Nov 6 (Reuters) - Discovery Communications Inc lowered its full-year revenue outlook on Tuesday after it reported worse-than-expected quarterly earnings due to a stronger dollar and higher taxes.

The company, whose cable networks include Discovery Channel, TLC and Animal Planet, benefited from advertising sales at home and abroad but had lower distribution revenue in the United States and foreign currency fluctuations.

As a result and due to higher costs related to its stock plan, Discovery expects total revenue for 2012 to be in a range of $4.48 billion to $4.53 billion.

It had forecast full-year revenue between $4.55 billion and $4.65 billion.

``Our stock has been performing so well that we now have higher expenses for stock compensation,'' a spokeswoman said.

Discovery's share price has gained 45.11 percent year to date and 35 percent within a year.

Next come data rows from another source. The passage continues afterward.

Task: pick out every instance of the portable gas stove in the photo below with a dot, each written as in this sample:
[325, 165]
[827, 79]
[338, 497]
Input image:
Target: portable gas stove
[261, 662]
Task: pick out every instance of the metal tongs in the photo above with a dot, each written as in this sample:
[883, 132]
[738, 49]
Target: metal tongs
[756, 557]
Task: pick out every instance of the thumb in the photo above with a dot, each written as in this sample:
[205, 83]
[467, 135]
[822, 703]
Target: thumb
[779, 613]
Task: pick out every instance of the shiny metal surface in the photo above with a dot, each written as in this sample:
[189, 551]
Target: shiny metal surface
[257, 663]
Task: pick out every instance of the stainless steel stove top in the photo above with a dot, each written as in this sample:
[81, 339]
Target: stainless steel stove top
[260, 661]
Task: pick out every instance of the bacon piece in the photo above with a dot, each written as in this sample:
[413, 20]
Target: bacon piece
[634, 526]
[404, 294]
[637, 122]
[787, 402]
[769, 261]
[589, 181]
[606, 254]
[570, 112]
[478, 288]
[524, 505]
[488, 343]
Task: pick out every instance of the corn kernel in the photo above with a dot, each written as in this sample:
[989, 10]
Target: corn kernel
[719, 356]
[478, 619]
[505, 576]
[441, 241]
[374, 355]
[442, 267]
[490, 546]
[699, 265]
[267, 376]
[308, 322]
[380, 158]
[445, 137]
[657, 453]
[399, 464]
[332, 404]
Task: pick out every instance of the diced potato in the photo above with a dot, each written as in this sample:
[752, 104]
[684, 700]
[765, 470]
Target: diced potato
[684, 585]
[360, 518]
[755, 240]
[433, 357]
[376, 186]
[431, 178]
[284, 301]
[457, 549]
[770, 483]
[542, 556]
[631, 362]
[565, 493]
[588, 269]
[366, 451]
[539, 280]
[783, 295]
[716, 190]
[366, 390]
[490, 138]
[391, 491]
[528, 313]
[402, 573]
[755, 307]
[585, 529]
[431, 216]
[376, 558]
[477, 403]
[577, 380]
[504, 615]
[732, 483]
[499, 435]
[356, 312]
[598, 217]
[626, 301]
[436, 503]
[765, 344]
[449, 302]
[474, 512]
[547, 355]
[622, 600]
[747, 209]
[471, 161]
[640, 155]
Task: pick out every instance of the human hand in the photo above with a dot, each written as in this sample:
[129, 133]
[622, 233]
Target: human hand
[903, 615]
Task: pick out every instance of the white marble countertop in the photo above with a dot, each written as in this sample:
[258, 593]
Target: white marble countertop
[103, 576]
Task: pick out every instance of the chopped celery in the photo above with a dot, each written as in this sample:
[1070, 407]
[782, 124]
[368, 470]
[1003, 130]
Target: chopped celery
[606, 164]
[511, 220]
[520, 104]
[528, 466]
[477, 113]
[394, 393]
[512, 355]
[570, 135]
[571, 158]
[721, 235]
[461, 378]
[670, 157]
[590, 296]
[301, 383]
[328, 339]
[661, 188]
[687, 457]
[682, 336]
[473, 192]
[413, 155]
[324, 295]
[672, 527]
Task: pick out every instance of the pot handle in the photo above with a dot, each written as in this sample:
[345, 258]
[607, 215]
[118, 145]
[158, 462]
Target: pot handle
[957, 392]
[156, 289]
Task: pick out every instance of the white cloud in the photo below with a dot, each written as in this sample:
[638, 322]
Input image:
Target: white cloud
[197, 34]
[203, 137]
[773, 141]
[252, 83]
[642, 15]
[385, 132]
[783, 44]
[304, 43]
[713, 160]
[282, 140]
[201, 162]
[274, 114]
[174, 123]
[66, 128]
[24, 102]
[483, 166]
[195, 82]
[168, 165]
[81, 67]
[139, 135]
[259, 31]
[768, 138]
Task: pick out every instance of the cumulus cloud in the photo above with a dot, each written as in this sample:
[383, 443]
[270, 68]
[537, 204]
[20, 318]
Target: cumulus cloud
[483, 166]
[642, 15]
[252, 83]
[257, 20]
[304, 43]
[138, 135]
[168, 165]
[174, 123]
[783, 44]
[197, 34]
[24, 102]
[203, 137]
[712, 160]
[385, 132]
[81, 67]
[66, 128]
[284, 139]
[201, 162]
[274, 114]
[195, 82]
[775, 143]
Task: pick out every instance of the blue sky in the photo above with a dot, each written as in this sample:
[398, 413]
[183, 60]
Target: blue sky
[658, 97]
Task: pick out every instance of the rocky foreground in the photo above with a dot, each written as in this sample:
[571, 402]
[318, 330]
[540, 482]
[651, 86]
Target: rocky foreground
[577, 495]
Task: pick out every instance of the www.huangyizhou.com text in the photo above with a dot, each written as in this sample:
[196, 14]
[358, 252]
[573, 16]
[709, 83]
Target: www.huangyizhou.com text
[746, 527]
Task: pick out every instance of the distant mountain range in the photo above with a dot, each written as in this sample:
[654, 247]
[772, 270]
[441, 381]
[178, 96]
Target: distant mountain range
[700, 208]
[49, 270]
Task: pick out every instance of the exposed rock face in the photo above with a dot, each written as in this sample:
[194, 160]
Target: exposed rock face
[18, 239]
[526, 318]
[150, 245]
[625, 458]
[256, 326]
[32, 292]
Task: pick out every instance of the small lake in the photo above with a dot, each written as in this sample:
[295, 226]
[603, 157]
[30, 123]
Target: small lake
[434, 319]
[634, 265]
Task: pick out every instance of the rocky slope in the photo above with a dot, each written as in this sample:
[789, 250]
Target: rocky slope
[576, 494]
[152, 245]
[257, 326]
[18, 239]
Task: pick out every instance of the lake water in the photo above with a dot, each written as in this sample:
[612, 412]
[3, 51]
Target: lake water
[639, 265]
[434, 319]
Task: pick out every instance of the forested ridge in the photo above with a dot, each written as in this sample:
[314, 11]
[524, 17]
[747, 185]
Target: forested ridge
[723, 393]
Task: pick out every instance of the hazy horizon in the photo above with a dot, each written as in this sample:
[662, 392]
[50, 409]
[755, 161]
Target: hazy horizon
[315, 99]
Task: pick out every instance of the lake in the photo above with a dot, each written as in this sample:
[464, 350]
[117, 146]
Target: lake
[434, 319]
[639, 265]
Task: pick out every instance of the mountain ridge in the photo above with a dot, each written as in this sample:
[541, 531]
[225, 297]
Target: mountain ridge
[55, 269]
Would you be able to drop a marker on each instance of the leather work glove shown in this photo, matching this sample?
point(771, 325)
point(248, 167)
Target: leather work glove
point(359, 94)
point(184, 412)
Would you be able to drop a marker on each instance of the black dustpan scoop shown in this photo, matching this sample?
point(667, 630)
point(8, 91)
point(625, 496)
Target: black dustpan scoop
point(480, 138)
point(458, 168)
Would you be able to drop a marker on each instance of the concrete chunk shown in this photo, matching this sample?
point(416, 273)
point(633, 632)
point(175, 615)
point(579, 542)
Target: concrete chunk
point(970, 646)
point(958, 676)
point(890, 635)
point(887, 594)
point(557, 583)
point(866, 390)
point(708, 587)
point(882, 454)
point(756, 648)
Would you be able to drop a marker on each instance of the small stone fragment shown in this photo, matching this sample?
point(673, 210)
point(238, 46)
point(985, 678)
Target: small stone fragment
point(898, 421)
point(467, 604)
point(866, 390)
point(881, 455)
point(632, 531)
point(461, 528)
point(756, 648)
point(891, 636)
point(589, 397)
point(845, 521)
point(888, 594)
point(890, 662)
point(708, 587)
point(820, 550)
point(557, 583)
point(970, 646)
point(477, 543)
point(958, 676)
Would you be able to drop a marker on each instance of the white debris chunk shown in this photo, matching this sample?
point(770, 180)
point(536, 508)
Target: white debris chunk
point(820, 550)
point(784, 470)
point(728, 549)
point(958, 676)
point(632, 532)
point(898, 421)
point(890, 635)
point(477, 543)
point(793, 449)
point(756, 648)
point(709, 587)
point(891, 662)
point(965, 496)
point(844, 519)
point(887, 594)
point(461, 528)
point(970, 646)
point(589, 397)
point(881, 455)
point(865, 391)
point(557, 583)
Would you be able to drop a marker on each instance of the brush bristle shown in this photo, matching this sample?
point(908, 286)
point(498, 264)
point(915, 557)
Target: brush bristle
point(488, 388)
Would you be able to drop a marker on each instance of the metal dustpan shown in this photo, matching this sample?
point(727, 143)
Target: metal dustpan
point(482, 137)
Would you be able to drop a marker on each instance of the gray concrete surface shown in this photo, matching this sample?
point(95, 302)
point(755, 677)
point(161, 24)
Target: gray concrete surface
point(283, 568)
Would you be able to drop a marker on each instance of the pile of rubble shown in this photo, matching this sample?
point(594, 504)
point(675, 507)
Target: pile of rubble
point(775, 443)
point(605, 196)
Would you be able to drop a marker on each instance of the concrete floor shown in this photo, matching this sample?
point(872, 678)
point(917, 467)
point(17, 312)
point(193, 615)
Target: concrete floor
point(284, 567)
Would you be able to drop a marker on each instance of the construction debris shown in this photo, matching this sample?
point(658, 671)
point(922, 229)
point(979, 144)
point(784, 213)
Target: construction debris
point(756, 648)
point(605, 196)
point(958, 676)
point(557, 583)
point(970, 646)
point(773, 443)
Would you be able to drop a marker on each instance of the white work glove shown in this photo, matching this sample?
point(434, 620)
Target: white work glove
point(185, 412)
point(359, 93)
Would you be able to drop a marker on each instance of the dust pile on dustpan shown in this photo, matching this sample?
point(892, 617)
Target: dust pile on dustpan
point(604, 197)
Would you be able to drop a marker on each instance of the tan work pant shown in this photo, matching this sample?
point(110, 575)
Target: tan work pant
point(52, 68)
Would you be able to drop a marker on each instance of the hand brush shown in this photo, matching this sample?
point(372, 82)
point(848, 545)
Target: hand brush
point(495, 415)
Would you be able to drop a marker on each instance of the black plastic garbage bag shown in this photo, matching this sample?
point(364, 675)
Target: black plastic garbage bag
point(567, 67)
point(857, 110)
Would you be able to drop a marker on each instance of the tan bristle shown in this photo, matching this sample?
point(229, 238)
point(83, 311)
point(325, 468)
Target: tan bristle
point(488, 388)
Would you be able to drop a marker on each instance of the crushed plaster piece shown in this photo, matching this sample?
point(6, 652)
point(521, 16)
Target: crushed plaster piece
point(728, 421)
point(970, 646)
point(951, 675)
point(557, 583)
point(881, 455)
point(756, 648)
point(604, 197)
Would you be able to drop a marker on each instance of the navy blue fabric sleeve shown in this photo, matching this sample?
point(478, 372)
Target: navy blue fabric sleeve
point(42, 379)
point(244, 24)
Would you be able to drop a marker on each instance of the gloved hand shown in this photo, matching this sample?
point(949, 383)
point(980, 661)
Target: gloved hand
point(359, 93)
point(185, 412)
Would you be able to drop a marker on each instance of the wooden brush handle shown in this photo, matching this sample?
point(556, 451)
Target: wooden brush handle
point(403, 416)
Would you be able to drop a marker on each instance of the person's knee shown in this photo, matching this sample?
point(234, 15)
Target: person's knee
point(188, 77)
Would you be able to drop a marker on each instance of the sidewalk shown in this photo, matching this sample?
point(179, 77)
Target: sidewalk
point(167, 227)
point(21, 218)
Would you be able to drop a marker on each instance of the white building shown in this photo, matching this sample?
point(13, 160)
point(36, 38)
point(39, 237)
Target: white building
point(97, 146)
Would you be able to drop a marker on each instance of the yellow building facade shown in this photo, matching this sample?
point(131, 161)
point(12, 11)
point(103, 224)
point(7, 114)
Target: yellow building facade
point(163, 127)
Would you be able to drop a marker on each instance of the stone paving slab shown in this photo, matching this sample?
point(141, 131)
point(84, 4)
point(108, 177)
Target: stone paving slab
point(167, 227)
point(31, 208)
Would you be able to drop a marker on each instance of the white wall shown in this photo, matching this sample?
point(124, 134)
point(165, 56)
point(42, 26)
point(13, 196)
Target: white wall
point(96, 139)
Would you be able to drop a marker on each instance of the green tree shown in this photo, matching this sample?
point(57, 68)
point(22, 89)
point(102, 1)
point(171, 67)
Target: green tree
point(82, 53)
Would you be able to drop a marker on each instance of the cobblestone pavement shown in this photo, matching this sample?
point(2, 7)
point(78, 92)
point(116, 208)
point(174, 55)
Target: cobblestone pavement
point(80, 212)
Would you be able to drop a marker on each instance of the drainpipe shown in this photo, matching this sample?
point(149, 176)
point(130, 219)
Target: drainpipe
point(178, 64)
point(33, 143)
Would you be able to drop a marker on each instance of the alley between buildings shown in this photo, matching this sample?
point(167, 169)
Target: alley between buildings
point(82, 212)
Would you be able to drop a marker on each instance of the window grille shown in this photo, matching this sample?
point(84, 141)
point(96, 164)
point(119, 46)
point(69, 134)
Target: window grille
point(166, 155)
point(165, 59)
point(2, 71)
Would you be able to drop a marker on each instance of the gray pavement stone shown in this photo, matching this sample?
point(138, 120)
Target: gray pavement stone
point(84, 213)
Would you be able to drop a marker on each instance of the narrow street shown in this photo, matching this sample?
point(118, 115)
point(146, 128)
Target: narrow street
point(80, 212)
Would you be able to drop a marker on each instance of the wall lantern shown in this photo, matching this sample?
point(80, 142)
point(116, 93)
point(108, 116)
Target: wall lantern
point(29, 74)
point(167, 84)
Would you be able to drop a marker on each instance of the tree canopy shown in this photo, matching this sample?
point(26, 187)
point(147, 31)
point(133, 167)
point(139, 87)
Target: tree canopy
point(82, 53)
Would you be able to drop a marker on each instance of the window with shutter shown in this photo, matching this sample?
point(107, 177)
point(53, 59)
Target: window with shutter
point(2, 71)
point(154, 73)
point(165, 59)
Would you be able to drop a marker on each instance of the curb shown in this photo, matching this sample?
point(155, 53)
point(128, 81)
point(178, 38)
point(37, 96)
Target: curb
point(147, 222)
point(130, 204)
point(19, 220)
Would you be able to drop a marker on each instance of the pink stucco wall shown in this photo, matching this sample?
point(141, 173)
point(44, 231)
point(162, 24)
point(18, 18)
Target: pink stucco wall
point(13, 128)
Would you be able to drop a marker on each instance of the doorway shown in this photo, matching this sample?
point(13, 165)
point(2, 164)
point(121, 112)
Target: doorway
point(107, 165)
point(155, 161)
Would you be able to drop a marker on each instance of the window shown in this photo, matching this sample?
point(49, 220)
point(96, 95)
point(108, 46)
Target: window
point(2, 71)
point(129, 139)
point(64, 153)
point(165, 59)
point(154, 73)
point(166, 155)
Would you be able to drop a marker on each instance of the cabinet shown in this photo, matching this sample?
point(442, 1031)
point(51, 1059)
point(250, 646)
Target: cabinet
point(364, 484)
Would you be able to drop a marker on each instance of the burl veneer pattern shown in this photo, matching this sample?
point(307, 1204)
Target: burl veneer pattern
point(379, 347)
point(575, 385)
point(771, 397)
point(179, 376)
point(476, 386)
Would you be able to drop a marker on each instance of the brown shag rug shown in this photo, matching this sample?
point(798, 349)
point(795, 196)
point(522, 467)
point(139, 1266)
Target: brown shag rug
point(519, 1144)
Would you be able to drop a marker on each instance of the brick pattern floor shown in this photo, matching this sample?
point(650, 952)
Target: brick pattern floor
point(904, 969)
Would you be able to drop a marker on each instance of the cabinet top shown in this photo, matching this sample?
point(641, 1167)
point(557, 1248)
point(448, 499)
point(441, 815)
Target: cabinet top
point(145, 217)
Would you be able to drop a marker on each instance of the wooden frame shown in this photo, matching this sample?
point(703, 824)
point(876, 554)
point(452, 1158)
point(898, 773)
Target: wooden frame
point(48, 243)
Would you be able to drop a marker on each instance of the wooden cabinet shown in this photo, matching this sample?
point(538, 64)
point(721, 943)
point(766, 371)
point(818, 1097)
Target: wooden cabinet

It closed at $59.47 on Monday.

The company, which has a joint venture with Oprah Winfrey's OWN network, also forecast full-year net income of $975 million to $1.025 billion.

Analysts are, on average, anticipating full-year revenue of $4.56 billion and a net income of $1.056 billion.

The effects of a stronger dollar hurt third-quarter net income, which fell more than 10 percent to $214 million, or 57 cents a share, and missed Wall Street estimates of 63 cents a share, according to Thomson Reuters I/B/E/S.

Discovery's third-quarter net income a year earlier was boosted by a distribution deal with Netflix.

Revenue was largely flat at $1.08 billion, compared with the average expectation of $1.09 billion.

Discovery said advertising revenue in the United States rose 7 percent while distribution revenue fell 14 percent.

International Networks' revenue for the third quarter increased 7 percent, the company said.

Advertising revenue in local currencies increased 10 percent ``primarily from higher pricing across most regions, particularly at free to air networks in Western Europe'', Discovery said.